Supercars CEO Sean Seamer says the Gen3 regulations won't "dumb down" the series, despite a focus on cost containment and a move to more control parts.
The category is currently working on its next major technical overhaul, a team led by former Bathurst 12 Hour event director John Casey developing the framework for the post-2021 era of Supercars racing.
With cost reduction a major focus, a move to even more control parts is expected as part of the Gen3 package, including a mandatory front-end package centred around control uprights as well as a revised wheel spindle - which will allow teams to use electric wheel guns rather than expensive pneumatic systems.
It will all follow the introduction of a control damper, which will come into play next season.
Controlling more front-end components, particularly front uprights, is likely to provide significant cost relief to teams by restricting development and manufacturing, which should offer a more level playing field in the series.
The risk of an increase in control components is a dulled engineering challenge - something that Seamer says the Gen3 team is aware it needs to avoid.
"There's certainly no intention to dumb it down," Seamer told Autosport.
"We don't want to take what we've got and pull it backwards.
"But what we're saying is, can we make changes that maintain the show - or improve the show, like the tyres will - and save the teams money?
"That's what we're looking at from a technical point of view."
According to Kelly Racing boss Todd Kelly, the benefits of a control upright in terms of cost will outweigh the restriction of engineering freedom.
"It's really enjoyable to design and make things and develop things," he said.
"It's really good for us, it's good for the engineers... but at the end of the day, everybody in the grandstand doesn't see any of that.
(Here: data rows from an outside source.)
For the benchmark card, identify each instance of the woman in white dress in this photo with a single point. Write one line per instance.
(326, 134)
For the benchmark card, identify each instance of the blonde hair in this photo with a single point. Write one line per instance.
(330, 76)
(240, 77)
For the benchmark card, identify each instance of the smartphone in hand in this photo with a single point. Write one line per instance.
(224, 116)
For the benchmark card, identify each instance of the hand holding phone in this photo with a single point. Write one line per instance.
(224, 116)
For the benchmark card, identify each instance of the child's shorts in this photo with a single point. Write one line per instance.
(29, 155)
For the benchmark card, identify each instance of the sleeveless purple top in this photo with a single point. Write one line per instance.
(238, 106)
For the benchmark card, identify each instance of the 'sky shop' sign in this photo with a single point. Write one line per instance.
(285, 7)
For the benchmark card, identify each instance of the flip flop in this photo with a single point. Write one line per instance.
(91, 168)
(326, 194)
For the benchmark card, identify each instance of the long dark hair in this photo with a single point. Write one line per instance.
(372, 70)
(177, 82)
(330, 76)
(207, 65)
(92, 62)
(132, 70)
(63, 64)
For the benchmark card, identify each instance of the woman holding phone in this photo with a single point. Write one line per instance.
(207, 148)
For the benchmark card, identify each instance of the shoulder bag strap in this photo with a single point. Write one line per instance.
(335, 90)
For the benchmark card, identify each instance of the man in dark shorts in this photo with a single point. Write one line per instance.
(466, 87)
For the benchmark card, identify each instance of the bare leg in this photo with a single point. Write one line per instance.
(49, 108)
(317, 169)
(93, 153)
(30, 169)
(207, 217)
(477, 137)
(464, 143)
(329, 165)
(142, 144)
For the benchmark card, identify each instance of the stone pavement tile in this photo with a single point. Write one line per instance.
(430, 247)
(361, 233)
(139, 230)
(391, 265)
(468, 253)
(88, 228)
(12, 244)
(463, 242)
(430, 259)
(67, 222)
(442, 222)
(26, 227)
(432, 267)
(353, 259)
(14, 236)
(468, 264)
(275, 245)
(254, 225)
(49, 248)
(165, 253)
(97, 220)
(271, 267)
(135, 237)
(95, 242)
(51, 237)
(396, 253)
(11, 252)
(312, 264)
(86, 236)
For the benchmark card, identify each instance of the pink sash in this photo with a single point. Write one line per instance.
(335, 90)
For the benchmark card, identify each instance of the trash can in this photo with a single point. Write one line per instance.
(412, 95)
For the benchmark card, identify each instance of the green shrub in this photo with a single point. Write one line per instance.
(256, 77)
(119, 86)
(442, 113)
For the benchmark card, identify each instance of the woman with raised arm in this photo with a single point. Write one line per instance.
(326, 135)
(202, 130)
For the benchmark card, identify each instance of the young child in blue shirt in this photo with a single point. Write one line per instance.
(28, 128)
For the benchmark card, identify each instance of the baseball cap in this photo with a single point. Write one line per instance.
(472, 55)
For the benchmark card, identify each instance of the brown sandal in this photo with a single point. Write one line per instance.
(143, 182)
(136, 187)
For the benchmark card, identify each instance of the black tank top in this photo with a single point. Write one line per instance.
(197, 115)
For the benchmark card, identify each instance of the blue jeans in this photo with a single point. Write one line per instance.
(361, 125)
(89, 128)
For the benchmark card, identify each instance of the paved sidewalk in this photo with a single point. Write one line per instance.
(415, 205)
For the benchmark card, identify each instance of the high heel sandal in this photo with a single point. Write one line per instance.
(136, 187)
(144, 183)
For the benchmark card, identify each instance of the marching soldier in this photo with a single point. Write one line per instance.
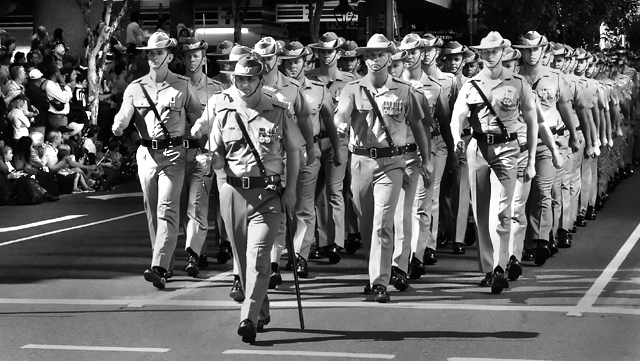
(495, 99)
(377, 108)
(163, 103)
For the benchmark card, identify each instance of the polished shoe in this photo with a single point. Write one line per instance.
(248, 331)
(487, 280)
(332, 252)
(470, 234)
(275, 279)
(192, 267)
(152, 275)
(429, 257)
(380, 294)
(416, 269)
(301, 267)
(398, 279)
(203, 261)
(564, 239)
(237, 293)
(458, 248)
(499, 281)
(262, 323)
(542, 253)
(352, 243)
(514, 270)
(224, 253)
(580, 221)
(528, 255)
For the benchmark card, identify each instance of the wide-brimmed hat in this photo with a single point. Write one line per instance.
(294, 50)
(222, 49)
(247, 66)
(194, 44)
(267, 47)
(377, 42)
(492, 40)
(455, 48)
(348, 49)
(410, 42)
(159, 40)
(531, 39)
(328, 41)
(511, 54)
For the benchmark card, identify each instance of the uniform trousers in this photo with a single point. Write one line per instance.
(491, 199)
(403, 221)
(252, 217)
(162, 173)
(519, 207)
(195, 202)
(376, 186)
(424, 233)
(539, 204)
(305, 212)
(330, 199)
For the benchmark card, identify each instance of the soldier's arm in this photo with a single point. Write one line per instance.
(122, 118)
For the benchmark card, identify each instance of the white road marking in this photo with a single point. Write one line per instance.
(70, 228)
(97, 348)
(311, 353)
(106, 197)
(596, 289)
(41, 223)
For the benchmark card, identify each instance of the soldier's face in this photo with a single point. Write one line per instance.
(193, 60)
(396, 68)
(532, 56)
(159, 58)
(491, 57)
(453, 62)
(294, 67)
(377, 60)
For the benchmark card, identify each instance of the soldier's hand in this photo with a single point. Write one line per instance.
(288, 201)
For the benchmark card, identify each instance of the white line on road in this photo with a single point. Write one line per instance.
(96, 348)
(114, 196)
(311, 353)
(596, 289)
(41, 223)
(70, 228)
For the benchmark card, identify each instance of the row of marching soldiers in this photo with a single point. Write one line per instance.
(524, 136)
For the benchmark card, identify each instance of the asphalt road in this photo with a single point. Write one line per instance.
(71, 288)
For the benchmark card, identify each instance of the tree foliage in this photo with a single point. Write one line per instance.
(575, 22)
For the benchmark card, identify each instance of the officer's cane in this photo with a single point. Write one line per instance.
(290, 249)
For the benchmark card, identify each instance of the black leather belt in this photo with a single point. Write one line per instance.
(494, 138)
(378, 152)
(410, 148)
(162, 143)
(319, 136)
(191, 144)
(254, 182)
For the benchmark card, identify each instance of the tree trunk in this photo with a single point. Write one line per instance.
(315, 14)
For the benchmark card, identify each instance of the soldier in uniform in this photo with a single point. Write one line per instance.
(163, 102)
(330, 202)
(250, 136)
(495, 98)
(197, 187)
(378, 108)
(321, 109)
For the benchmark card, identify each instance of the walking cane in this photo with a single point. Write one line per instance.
(289, 241)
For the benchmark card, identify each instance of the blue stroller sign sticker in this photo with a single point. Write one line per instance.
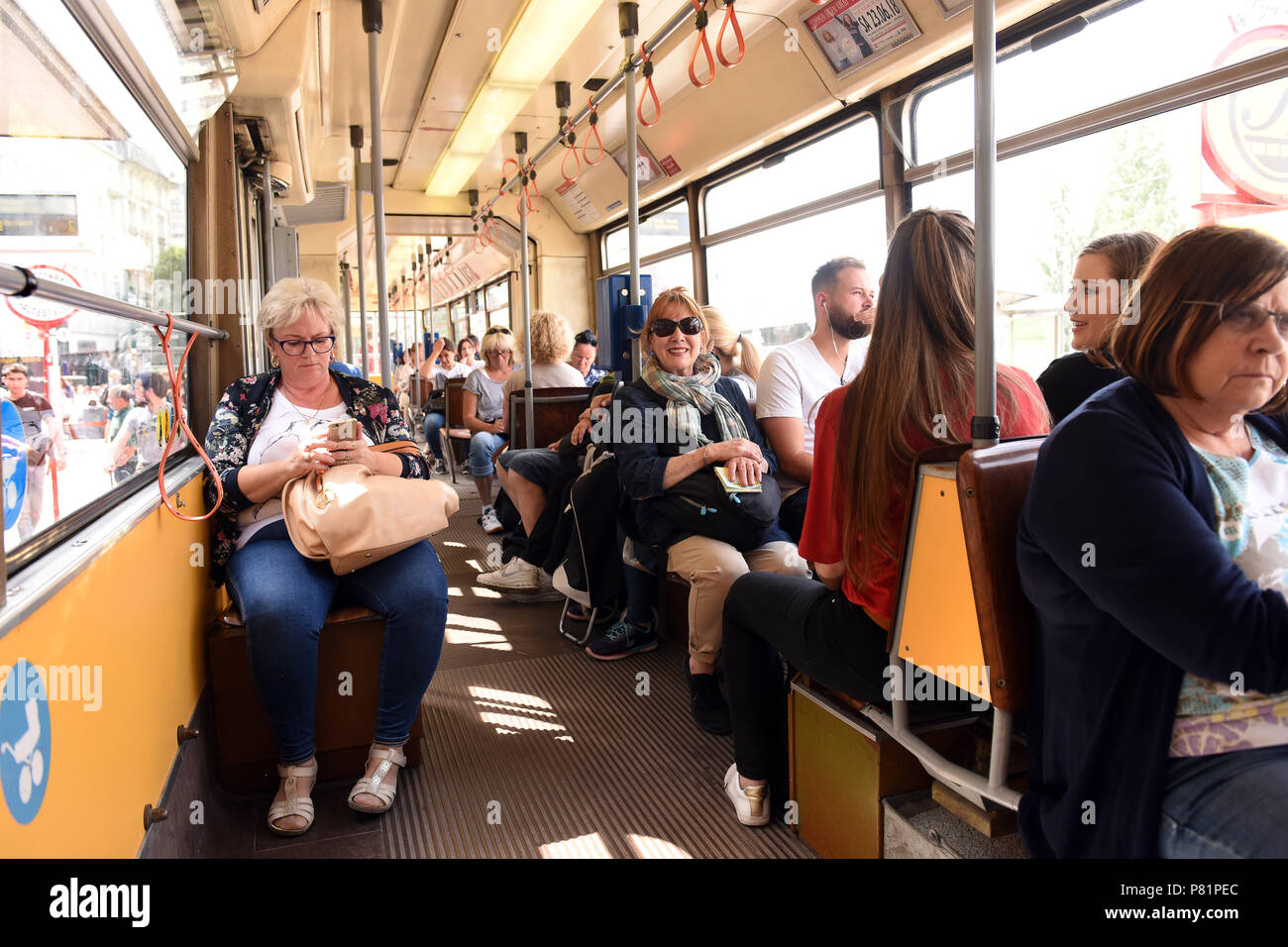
(25, 742)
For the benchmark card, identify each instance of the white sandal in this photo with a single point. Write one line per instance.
(375, 785)
(292, 804)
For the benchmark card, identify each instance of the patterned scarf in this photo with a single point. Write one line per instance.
(688, 397)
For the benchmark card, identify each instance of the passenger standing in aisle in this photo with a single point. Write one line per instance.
(797, 376)
(483, 407)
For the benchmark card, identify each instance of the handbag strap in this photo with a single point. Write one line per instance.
(397, 447)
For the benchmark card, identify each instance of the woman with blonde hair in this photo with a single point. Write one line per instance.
(268, 431)
(739, 360)
(707, 423)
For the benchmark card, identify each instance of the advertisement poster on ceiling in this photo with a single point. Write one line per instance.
(853, 33)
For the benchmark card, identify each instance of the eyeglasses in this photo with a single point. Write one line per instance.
(295, 347)
(1247, 318)
(690, 325)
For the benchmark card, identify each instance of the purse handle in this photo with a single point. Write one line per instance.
(397, 447)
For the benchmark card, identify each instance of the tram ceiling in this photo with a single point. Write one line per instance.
(307, 73)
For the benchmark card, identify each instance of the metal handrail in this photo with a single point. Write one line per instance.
(17, 281)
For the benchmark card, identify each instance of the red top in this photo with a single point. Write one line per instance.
(820, 538)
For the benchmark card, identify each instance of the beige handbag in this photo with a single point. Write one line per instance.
(353, 518)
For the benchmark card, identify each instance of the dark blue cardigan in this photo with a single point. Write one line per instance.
(1116, 637)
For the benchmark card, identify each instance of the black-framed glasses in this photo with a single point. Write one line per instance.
(690, 325)
(1247, 318)
(295, 347)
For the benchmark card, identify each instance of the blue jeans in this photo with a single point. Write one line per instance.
(1229, 805)
(283, 599)
(482, 447)
(434, 423)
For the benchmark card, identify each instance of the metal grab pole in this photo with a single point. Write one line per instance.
(520, 147)
(348, 313)
(373, 21)
(266, 226)
(627, 20)
(984, 424)
(356, 141)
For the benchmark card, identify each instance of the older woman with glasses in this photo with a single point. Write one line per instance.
(707, 424)
(268, 431)
(1154, 548)
(483, 406)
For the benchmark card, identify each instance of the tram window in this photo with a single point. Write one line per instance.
(1126, 50)
(838, 161)
(674, 270)
(661, 230)
(187, 51)
(69, 128)
(761, 281)
(1147, 175)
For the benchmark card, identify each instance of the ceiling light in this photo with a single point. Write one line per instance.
(539, 40)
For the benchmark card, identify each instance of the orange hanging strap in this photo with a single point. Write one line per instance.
(700, 24)
(175, 379)
(570, 150)
(647, 71)
(593, 132)
(730, 20)
(529, 188)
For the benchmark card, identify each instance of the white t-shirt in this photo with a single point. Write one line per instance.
(795, 379)
(278, 437)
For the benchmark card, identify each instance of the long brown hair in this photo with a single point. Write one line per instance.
(917, 384)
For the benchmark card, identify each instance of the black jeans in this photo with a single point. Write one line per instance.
(791, 514)
(818, 631)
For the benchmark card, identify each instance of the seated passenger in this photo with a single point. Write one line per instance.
(797, 376)
(552, 342)
(270, 429)
(915, 389)
(739, 361)
(707, 421)
(1151, 548)
(1102, 277)
(483, 411)
(529, 476)
(585, 346)
(467, 352)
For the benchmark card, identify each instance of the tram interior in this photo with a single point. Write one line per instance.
(184, 158)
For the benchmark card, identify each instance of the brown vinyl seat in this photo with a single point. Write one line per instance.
(455, 434)
(554, 414)
(346, 710)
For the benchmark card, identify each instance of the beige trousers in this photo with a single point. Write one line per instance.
(709, 567)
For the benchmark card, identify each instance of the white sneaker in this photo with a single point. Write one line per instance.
(542, 591)
(515, 574)
(751, 802)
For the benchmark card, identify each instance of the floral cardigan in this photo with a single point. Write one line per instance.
(245, 406)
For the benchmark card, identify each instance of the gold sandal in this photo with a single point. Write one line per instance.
(292, 804)
(390, 757)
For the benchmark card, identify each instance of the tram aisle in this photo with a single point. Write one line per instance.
(536, 750)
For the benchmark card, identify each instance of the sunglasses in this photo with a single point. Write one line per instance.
(690, 325)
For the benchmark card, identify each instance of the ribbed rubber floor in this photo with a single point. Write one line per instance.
(535, 750)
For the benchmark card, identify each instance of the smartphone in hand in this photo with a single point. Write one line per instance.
(344, 429)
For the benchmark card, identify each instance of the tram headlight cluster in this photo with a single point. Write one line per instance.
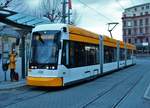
(50, 67)
(33, 67)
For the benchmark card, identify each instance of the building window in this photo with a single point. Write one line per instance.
(146, 29)
(124, 23)
(141, 30)
(146, 21)
(124, 32)
(135, 22)
(146, 13)
(141, 22)
(124, 15)
(141, 40)
(129, 40)
(135, 40)
(147, 7)
(135, 9)
(147, 39)
(135, 31)
(129, 31)
(129, 23)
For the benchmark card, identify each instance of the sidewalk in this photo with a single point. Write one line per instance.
(10, 85)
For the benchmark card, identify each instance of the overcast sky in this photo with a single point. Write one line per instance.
(97, 22)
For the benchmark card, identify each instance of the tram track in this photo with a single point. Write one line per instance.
(100, 95)
(26, 95)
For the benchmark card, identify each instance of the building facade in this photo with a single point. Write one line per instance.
(136, 27)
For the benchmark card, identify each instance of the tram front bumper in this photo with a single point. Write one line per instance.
(47, 82)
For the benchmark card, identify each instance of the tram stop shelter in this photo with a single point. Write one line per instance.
(22, 25)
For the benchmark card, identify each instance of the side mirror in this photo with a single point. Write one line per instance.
(59, 45)
(17, 41)
(5, 67)
(64, 29)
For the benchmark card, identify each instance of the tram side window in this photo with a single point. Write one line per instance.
(63, 61)
(129, 53)
(110, 54)
(122, 54)
(82, 54)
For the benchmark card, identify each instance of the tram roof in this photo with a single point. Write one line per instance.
(19, 20)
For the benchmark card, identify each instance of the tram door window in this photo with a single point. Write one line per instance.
(122, 54)
(129, 53)
(110, 54)
(82, 54)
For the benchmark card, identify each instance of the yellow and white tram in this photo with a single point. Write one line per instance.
(62, 54)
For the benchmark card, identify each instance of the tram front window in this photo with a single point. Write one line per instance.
(45, 47)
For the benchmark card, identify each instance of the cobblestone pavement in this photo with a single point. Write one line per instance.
(122, 89)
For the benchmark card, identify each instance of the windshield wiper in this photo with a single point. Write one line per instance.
(41, 40)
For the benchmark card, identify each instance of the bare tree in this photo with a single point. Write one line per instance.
(5, 4)
(52, 10)
(75, 18)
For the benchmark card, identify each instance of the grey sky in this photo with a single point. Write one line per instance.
(112, 9)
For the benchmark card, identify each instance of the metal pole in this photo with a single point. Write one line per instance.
(68, 16)
(23, 55)
(64, 11)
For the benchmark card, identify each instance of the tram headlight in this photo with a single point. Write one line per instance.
(47, 67)
(32, 67)
(53, 67)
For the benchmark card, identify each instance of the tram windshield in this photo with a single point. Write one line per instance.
(45, 47)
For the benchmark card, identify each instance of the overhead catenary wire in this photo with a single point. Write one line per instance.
(99, 13)
(118, 2)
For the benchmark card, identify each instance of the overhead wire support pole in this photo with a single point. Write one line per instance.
(64, 11)
(110, 30)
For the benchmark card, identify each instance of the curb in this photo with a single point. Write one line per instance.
(12, 85)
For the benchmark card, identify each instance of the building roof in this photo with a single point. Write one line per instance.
(21, 21)
(138, 6)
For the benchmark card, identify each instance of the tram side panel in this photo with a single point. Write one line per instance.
(83, 61)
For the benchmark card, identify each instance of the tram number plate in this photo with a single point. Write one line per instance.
(40, 72)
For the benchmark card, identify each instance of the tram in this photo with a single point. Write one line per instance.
(62, 54)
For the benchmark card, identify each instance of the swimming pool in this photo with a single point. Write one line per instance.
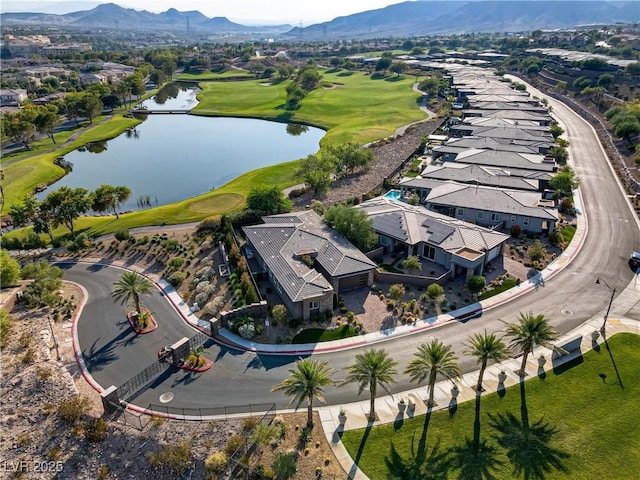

There's no benefit to it - and it costs us a huge amount of money.
"You still have the engineering of the cars and the tuning of the cars, which is what gets a team results.
"Getting all those things right is what achieves success, so I think the more controlled parts in the cars to make them cheaper and more sustainable, the better.
"We still have the ability to go silly with engineering the car and changing all the bits and pieces that don't cost a lot of money, to keep it satisfying in an engineering sense.
"Even the little bits and pieces you can do with chassis setup to alter the aerodynamics of the car, and springs and damper adjustments. There's more than enough to confuse yourself even if you cut back a tenth of the things you're allowed to adjust.
"There's no reason why we should keep heading down that path."
The control upright move could have a negative impact on the sport's powerhouse teams, particularly Triple Eight, which also sells uprights as part of its successful customer programme.
But team manager Mark Dutton concedes that the introduction of control units is the right way forward, even if it means closing one of the team's avenues for a competitive advantage.
"It's probably a necessary evil, just to help contain costs," he said.
"Obviously we love having all of the freedoms in the world, but the tighter budgets become, the tighter you have to tie down the freedom. It's just a fact of life.
"There's still more than enough on the cars to be able to fine-tune things.
"Even little things that, if we went through and listed some of them off, you'd roll your eyes and think we're being boring.
"It is a lot different to GT racing.
"We've done some GT racing this year and when you see little things that you want to tidy up on the car, you can't do that because it's homologated, you can't do this because it's homologated."